I asked my kids to choose games to play and here’s what they say about them:
Merge Blocks, Lego City Adventures, and Hero Elementary Treehouse Trouble
Lukas, 14, who played Merge Blocks and Lego City Adventures, says “I think that both games I played were teaching about location, space, and structures of both the neighbourhood and downtown. Merge Blocks has you merge different homes of the same type to make a larger house, freeing up space for more homes; and Lego City adventures has you expand to more areas like boroughs, again freeing up space, and allowing for more places to build on increasing value. Lego City Adventures also encourages you to let your money grow by gaining revenue from workspaces and restaurants, thus allowing you to earn more money.”
Pablo, 17, who played Lego City Adventures and Kingdom Wars, has this to say about the games, “Both games teach money management. In Lego city Adventures, you don’t really need to strategically place your buildings. It’s more on filling the area with buildings to unlock the next area. What they do focus on is which buildings you place down. You have to pay attention to how much each building earns. Some may earn more than others. To build any building, the game requires you to dig for materials. It costs to dig so you have to be wise with your digging because you have a limit to how much dirt you can dig before the game stops you.”

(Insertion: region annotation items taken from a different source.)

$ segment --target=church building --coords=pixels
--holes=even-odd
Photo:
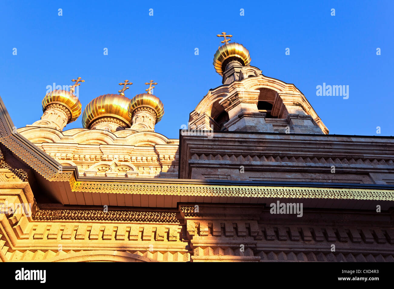
[[[294,85],[217,36],[221,83],[179,139],[155,129],[153,80],[83,109],[72,79],[24,127],[0,98],[0,260],[394,261],[394,138],[329,134]]]

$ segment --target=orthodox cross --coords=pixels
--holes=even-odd
[[[120,94],[121,95],[123,95],[123,96],[125,96],[125,94],[124,93],[124,92],[125,92],[125,90],[126,89],[128,89],[128,87],[126,87],[126,85],[131,85],[132,84],[133,84],[132,82],[129,82],[127,80],[127,79],[126,79],[126,80],[125,81],[124,83],[119,83],[119,85],[123,85],[123,88],[122,88],[121,90],[119,90],[118,91],[118,92],[120,92],[120,93],[119,94]]]
[[[75,84],[71,85],[71,87],[70,88],[70,91],[72,93],[74,92],[74,90],[75,90],[74,88],[75,88],[76,87],[77,87],[78,85],[81,85],[80,83],[78,83],[78,82],[79,82],[80,81],[81,82],[85,82],[85,81],[83,79],[81,79],[81,77],[78,77],[78,79],[72,79],[71,81],[76,81],[76,82],[75,83]]]
[[[231,39],[230,38],[227,39],[226,37],[232,37],[232,35],[230,35],[230,34],[226,34],[226,32],[222,32],[221,34],[218,34],[216,35],[217,37],[223,37],[224,38],[224,40],[222,40],[221,43],[227,43],[227,42],[229,41]]]
[[[151,90],[152,89],[153,89],[153,88],[154,88],[154,86],[152,86],[152,85],[156,85],[156,84],[157,84],[157,82],[155,82],[155,83],[153,83],[153,80],[151,80],[149,82],[145,82],[145,84],[146,84],[146,85],[148,85],[149,84],[149,88],[147,89],[145,89],[145,91],[147,91],[148,92],[148,93],[149,93],[149,94],[152,94],[152,92],[151,92]]]

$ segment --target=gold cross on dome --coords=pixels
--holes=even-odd
[[[125,90],[126,89],[128,89],[128,87],[126,87],[126,85],[131,85],[132,84],[133,84],[132,82],[129,82],[127,80],[127,79],[126,79],[126,80],[125,80],[125,82],[124,83],[119,83],[119,85],[123,85],[123,88],[122,88],[121,90],[119,90],[118,91],[118,92],[120,92],[120,93],[119,94],[120,94],[121,95],[122,95],[122,96],[125,96],[125,94],[124,93],[124,92],[125,92]]]
[[[217,37],[223,37],[224,38],[224,40],[223,40],[221,42],[222,43],[227,43],[227,42],[229,41],[231,39],[230,38],[227,39],[227,37],[232,37],[232,35],[230,35],[230,34],[226,34],[226,32],[222,32],[221,34],[218,34],[216,35]]]
[[[152,89],[153,89],[153,88],[154,88],[154,86],[152,86],[152,85],[156,85],[156,84],[157,84],[157,82],[155,82],[155,83],[153,83],[153,80],[151,80],[149,82],[145,82],[145,84],[146,84],[146,85],[148,85],[149,84],[149,87],[147,89],[145,89],[145,91],[147,91],[148,92],[148,93],[149,93],[149,94],[152,94],[152,92],[151,91],[151,90]]]
[[[81,77],[78,77],[78,79],[71,79],[72,81],[76,81],[76,82],[75,83],[75,84],[71,85],[71,87],[70,88],[70,91],[71,92],[73,92],[75,90],[74,88],[75,88],[75,87],[81,85],[80,83],[78,83],[80,81],[81,82],[85,82],[85,81],[83,79],[81,79]]]

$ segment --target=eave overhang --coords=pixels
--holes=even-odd
[[[394,186],[382,185],[81,177],[75,167],[59,170],[60,164],[17,133],[1,98],[0,110],[0,143],[63,205],[174,208],[180,202],[269,204],[283,199],[316,208],[370,209],[378,203],[384,210],[394,201]]]

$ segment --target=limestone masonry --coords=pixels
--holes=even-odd
[[[153,80],[83,110],[73,79],[17,129],[0,99],[2,261],[394,261],[394,138],[329,134],[222,34],[179,139]]]

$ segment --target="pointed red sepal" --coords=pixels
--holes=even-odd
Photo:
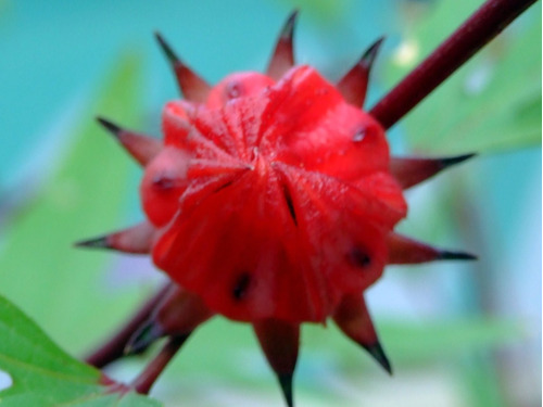
[[[126,149],[139,164],[147,165],[162,150],[162,141],[149,136],[140,135],[125,130],[116,124],[103,118],[97,117],[97,120],[110,131],[117,141]]]
[[[274,53],[268,63],[266,75],[273,79],[279,79],[287,71],[294,66],[293,36],[298,18],[298,10],[294,10],[285,23]]]
[[[172,284],[149,319],[130,338],[125,354],[142,353],[163,336],[187,339],[212,316],[213,313],[198,295]]]
[[[419,264],[433,260],[475,260],[477,257],[465,252],[453,252],[432,247],[426,243],[397,233],[389,233],[388,264]]]
[[[292,407],[292,378],[300,347],[300,325],[266,319],[254,322],[253,328],[269,366],[277,374],[287,405]]]
[[[407,189],[475,155],[464,154],[443,158],[392,157],[390,160],[390,171],[402,188]]]
[[[375,41],[366,52],[364,52],[364,55],[362,55],[356,65],[339,80],[338,90],[349,103],[359,107],[364,104],[368,88],[369,73],[371,72],[371,66],[374,66],[374,62],[383,40],[384,37],[381,37]]]
[[[362,294],[345,295],[333,314],[333,321],[345,335],[363,346],[389,374],[392,374],[392,367],[379,343]]]
[[[156,229],[148,221],[131,228],[113,232],[99,238],[75,243],[78,247],[109,249],[125,253],[149,254]]]
[[[182,96],[191,102],[205,102],[207,94],[210,94],[211,86],[176,55],[172,47],[169,47],[160,33],[155,33],[154,35],[172,64]]]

Our youngest son, Judah, also played Merge City and Hero Elementary Treehouse Trouble which he says was a pretty fun game to play. He adds, “the levels were not hard. There are two different level types, for one of them the goal is to keep the roof up while using all the parts given to you. While the other type is to recycle/remove all the required parts while keeping the roof up.”
There wasn’t much about money in this game, but I think it’s critical thinking that’s being developed here for young learners. Much like in coding. I remember this site that we like so much when the kids were young and they played games that didn’t seem to teach so much about coding, except that it was. It was building the foundation on critical thinking and analogy, and producing solutions for problems, which is a very valuable and dire skill for any entrepreneur.
Investment and Business games
As I scrolled the Money Games page, I came across games on NFTs, Bitcoins and Stocks.
I tried an NFT game but I didn’t really understand it fully yet. But I am planning to check out these games and see how we can use them for our homeschooling, after all, these are newer concepts on earning money. I, myself, need to update on on these things. I was asked once if I’m open to putting my art on NFT, but I didn’t know what that was then and I didn’t want to get into something I didn’t understand.
I have a rich friend who lets her daughter spend hours on a simulation game on bitcoin. The girl earns some sort of E-cash which she uses to buy online accessories and stuff. I think there’s something there. My friend is not rich for nothing, you know what I mean? She’s one of the few people I know who has a sharp eye on income generators and actually grew her husband’s earnings and turn them into money-making businesses.
I’m not sure what game that was, I should ask her! But for the meantime, I think there’s so much material on Money Games to use and learn from for our kids. It’s a useful place to start.
Money Games can be accessed using any gadgets, including laptops, tablets and mobiles. All you need is a stable internet connection.